Here we graduate from picture books to a middle-grade story whose biracial sixth-grade protagonist Stephen tries to navigate the casual racism of his white cousin and the uncompromising opinions of his Black friend. It’s a digestible tale that mostly keeps things light, and some critics have taken issue with the characterizations of Stephen’s parents. But Stephen’s discovery that he’s treated differently from his cousin for the same transgressions, and that when people look at him they see “what they imagine or what the media teaches them to think about Black men,” makes this book a pertinent conversation-starter.
By invoking the connotations of the word “resist” it wears its politics on its sleeve, but this collection of writings and art by some of the heaviest hitters in children’s literature – Sharon Draper, Jacqueline Woodson, Joseph Bruchac – makes itself invaluable. The contributors to the anthology are charged with trying to answer the question “In this divisive world, what shall we tell our children?” The poems, essays and stories that wrestle with that question don’t always engage directly with the topic of police violence, but some do: Kwame Alexander’s contribution dramatizes a tough conversation about the daily news between a father and daughter on the way to get ice cream. Along the way, Alexander muses whether “words, sentences, and books aren’t enough, anymore” – a pretty serious reservation, coming from a writer.
This juvenile novel, aimed at readers ages 8-12, is emotionally wrenching stuff: the main character is a child who’s killed by a police officer who mistakes his toy gun for the real thing. The rest of the book chronicles the effects of his death on those left behind, and his afterlife conversations with Emmett Till. It’s an unflinching depiction of the impact these deadly mistakes have on a community, but in the end the story’s not devoid of hope.
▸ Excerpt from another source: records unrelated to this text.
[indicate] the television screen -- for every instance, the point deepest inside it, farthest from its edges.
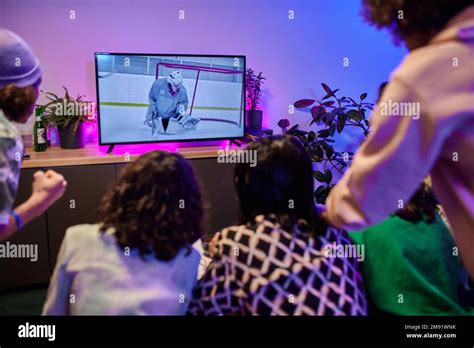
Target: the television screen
(154, 98)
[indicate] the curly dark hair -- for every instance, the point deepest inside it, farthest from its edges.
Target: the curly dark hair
(283, 174)
(423, 206)
(155, 206)
(18, 102)
(422, 19)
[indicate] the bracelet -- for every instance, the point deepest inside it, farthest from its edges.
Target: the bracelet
(18, 220)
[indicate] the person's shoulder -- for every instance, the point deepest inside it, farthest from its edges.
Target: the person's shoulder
(426, 64)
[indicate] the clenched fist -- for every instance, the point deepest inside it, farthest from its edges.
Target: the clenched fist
(47, 188)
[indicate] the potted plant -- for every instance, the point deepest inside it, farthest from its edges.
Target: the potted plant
(334, 113)
(69, 115)
(253, 89)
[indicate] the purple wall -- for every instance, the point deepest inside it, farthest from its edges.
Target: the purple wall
(295, 55)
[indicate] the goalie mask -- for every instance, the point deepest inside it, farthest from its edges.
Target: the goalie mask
(175, 79)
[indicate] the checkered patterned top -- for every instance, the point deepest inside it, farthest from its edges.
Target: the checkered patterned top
(260, 269)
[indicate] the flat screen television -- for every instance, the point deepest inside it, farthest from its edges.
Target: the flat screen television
(148, 98)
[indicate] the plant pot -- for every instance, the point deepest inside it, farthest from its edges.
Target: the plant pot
(254, 119)
(68, 139)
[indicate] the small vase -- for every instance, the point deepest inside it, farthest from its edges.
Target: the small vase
(70, 140)
(254, 119)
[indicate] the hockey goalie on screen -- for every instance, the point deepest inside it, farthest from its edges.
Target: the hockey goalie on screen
(168, 105)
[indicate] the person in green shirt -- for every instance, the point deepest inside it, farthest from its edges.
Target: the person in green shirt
(411, 264)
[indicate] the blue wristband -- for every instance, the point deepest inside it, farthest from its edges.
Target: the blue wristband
(18, 220)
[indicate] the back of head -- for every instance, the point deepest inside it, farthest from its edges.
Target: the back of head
(415, 22)
(155, 206)
(20, 75)
(280, 184)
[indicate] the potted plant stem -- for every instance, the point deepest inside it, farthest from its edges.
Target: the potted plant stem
(253, 88)
(69, 115)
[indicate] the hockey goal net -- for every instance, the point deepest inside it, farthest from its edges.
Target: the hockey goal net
(208, 88)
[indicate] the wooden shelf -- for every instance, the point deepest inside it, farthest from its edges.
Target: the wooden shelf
(93, 154)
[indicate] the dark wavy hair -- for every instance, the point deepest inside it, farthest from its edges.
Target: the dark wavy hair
(18, 102)
(280, 185)
(422, 19)
(423, 206)
(155, 206)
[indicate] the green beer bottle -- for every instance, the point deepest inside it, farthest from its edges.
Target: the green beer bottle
(39, 131)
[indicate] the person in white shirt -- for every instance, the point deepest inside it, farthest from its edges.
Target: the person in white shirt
(423, 124)
(139, 258)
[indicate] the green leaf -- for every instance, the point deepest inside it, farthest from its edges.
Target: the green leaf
(319, 176)
(323, 133)
(327, 89)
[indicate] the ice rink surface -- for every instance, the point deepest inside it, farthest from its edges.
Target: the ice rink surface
(121, 124)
In this juvenile novel, 12-year-old Shayla is moved to join in expressions of symbolic protest, after the trial of a police officer who shot a Black man ends in a not guilty verdict. Some of her peers have reservations and the racist school principal draws a line in the sand. Shayla needs to decide what kind of person she wants to be. A reliably stirring story of adolescent self-assertiveness in the face of injustice.
This middle-grade novel is jam-packed with incidents and ideas, arguably too much so – its 11-year-old biracial protagonist Isabella deals with divorced parents, schoolkids committing hate crimes, racial profiling, and police shootings. But it’s a worthwhile read – Draper’s a pro and it’s bracing to engage with a story where various forms of racial tension and injustice creep into so many arenas of the character’s experience.
Easily the oldest-skewing book on this list – it targets readers 12 and up – this collection of poems sets out to memorialize Black female victims of violence, and though that sometimes emerges in the verses as explicit cries for justice (“Stop killing us stop/ Killing us stop killing us/
Stop killing us STOP”), the tone mostly reaches for a sense of triumph and redemption.